The farm store will open for National Alpaca Farm Days Sept. 24 and 25. Hours will be 10 a.m. to 4 p.m. It will be open weekends from then through the New Year with the exception of Nov. 5-6.

Some Peruvian items are available, which tend to be pricier, Janice said. She tries to have affordable things and more local items too. Fleece, fiber, yarns, specialty soaps, themed coffee mugs, pins for backpacks, artwork and winter accessories are usually stocked. Alpaca poo is great fertilizer gardens.

Happy Snowman Alpaca Farm also offers walks along trails created by David Ciszkowski.

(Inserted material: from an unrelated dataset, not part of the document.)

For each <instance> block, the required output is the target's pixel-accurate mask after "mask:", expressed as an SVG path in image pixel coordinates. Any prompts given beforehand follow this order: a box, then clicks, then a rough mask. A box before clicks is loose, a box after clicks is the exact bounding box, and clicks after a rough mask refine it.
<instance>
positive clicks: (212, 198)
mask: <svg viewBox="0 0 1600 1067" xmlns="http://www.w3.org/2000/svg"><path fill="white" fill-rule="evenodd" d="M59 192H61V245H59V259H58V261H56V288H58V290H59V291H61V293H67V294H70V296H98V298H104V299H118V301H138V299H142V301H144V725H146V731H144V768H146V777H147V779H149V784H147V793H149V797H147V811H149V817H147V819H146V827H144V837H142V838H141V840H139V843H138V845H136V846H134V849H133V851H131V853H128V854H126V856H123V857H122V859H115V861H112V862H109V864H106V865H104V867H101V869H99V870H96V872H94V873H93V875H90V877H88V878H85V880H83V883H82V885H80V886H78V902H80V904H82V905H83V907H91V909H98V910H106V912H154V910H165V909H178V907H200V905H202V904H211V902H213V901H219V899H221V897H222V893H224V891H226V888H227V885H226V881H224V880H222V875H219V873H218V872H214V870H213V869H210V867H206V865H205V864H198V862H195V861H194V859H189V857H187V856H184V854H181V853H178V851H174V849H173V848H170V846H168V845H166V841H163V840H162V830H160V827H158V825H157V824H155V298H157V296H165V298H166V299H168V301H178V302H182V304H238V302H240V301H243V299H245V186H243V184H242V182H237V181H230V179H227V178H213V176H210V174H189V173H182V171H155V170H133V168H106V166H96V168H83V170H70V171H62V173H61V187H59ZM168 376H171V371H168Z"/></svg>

Some of the 4-H trained male alpacas can be taken on walks. Camps for home-schooled or scout groups are available.

The farm is also a Harvest Hosts site.


“It brings people from all over the world,” Janice said. “People stay in self-contained RVs. It is a free service with no amenities. They make a $20 or more purchase and it gives them a nice place to stay.”

For more information visit the farm website or Facebook page.

Those considering purchasing an alpaca should research first and ask questions, Janice said.

“I studied with a farm in Connecticut for a year and a half before I had my first animal,” she added.

Happy Snowman Alpaca Farm is also home to a pair of ducks, which are more for entertainment than raising ducklings, a rabbit and a flock of chickens. The eggs are also available for sale.

Now that her daughter has graduated high school and her other children are older, Janice isn’t planning to take her alpacas to many shows or fairs.

“I am not real good at selling animals, there isn’t a market for fiber animals,” Janice said. “I am trying to keep my life simple since I moved here.”